"This is me very briefly. Today is the worst day of my life. I feel empty today. It's not me today... It's Hamlet for me today. And I, by the way, I..am."
To be, or not to be? And if to be - how? The play raises the same Hamlet questions, but looks at V. Shakespeare's famous play through the eyes of a young person. How to be if you are confused, betrayed, if you have lost trust in the dearest people?
For more than 400 years, "Hamlet" has been staged all over the world and is no longer just a literary and theatrical canon. Hamlet is also a certain way of perceiving the world, a mood, a spiritual state familiar to many of us. In this play, Hamlet is a teenager - rebellious, irreconcilable, doubting himself and others, misunderstood, disappointed, but deep in his heart he longs for peace with himself and the world. Is dialogue, communication between different generations, and respect for different values still possible in our "confused world"?
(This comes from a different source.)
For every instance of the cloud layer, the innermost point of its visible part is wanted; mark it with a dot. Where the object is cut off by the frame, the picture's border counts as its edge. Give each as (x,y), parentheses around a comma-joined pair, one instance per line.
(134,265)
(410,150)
In the performance, you can easily trace the main plot lines, themes, and characters of the play "Hamlet", but the original text of V. Shakespeare is imperceptibly intertwined with the inclusions of modern language and behavior patterns. The director Ieva Stundžytė freely interprets, rearranges, supplements the play with today's contexts and means of expression - music, movement, choreography are very important in the performance. The creators bravely take on the task of conveying the complex existential questions raised in the play in an understandable way and at the same time revealing in a non-trivial way what is relevant for young people today in the inexhaustible undertones of "Hamlet".
How can I be if today is Hamlet for me? The play does not leave its doubting hero alone in a maze of unsolvable dilemmas and offers hope that searching for answers together is as important as finding them.